Gating and modulation mechanism of voltage gated sodium channels
Time: Fri 2023-06-02 13.00
Location: Air and Fire, Floor 2, Scilifelab, Tomtebodavägen 23, 171 65 Solna
Subject area: Biological Physics
Doctoral student: Koushik Choudhury , Science for Life Laboratory, SciLifeLab, Biofysik
Opponent: Professor Philip Biggin, University of Oxford
Supervisor: Universitetslektor Lucie Delemotte, Biofysik, Science for Life Laboratory, SciLifeLab; Professor Erik Lindahl, SeRC - Swedish e-Science Research Centre, Science for Life Laboratory, SciLifeLab, Biofysik
Voltage-gated sodium channels (Nav channels) play an essential role in nerve impulse conduction in excitable cells. Thus, these channels are involved in several neurological and muscular disorders. Understanding their mechanism of functioning is essential for designing drugs targeting them. These are tetrameric membrane proteins that selectively transport sodium ions across the membrane. They regulate ion flow by cycling through three main functional states - resting state, open state, and inactivated state. Structural biology techniques have captured Nav channels in several functional states. However, most of the structures are captured in the inactivated state. Although it is quite challenging to capture the open state experimentally because of its transient nature, several structures of bacterial and eukaryotic Nav channels have been captured in the putative open state. However, a rigorous functional annotation of these open-state structures awaits.
I performed molecular dynamics simulations to show that the experimental bacterial Nav channels captured in the putative open state, the pore was dehydrated and had a high free energy barrier for ion/drug permeation suggesting that these structures do not correspond to a functional open state. The pore-lining helices of these channels are 𝛼 helical. Sequence/structure conservation analysis showed the possibility of 𝜋-helices in the pore-lining helices. Introducing 𝜋-helices in the middle of these pore-lining helices hydrated the pore and removed the free energy barrier for ion/drug permeation. The 𝜋-helices might also be relevant for pore opening as they dehydrate the peripheral cavities/reduce the interactions between the hydrophobic pore-lining residues and hence allow the opening of the hydrophobic pore. Additionally, I also determined a disordered region in the C-terminal domain which is known to be relevant to pore opening.

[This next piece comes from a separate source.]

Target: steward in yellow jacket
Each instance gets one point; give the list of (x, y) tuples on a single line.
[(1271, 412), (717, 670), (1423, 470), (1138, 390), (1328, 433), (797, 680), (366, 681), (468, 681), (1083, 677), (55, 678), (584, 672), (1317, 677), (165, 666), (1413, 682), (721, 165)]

I also studied the effect of 𝜋-helices on drug access and binding to sodium channels. I found that 𝜋-helices in the bacterial Nav channel blocked the fenestrations irrespective of the pore diameter thus inhibiting drug access through the fenestrations. Exploring further on drug binding, I investigated lidocaine binding to different functional states which revealed that the drug binds in different orientations and positions across the functional states. This implies that there might be a change in the lidocaine-binding affinity as the channel cycles through different functional states. I also investigated the drug binding site and access pathway of cannabidiol in sodium channels and the effect of cannabidiol on membrane properties. Our computational results were complemented by experimental results. Molecular dynamics simulations suggest that cannabidiol does not affect the membrane rigidity and causes an ordering of the membrane methylenes, which is in excellent agreement with the NMR results. Mutagenesis experiments show that cannabidiol blocks the pore by interacting with a phenylalanine residue which is in good agreement with our docking results. Adiabatic biased molecular dynamics simulations were performed to confirm the pathway for CBD to reach the pore is through the fenestrations in the ion channel.
The idea of investigating the relevance of 𝜋-helices in pore-lining helices was extended to eukaryotic Nav channels as well. Eukaryotic channels are heterotetrameric, so the pore lining helices of different subunits might contribute differently to the channel function. I concluded that increasing the number of 𝜋-helices not only increased the pore hydration and ion conductance but also reduced the barrier for ion permeation. 𝜋-helices in pore-lining helices of subunit-I and subunit-IV in an expanded pore are essential for a functional open state.
Putting the above results together, I show that the bacterial experimental structures initially proposed to represent open states might correspond instead to inactivated states. In eukaryotes, the experimental structure initially proposed to represent the open state corresponds to a sub-conductance open state. Thus, I propose that a 𝜋 to 𝛼 helix transition and vice-versa might be relevant to the gating of Nav channels. By showing these results I would like to highlight the importance of rigorously annotating experimental structures and assigning their functional states. Finally, I would also like to highlight the power of molecular dynamics simulations to not only rigorously annotate experimental structures but also to provide atomistic details to explain experimental results.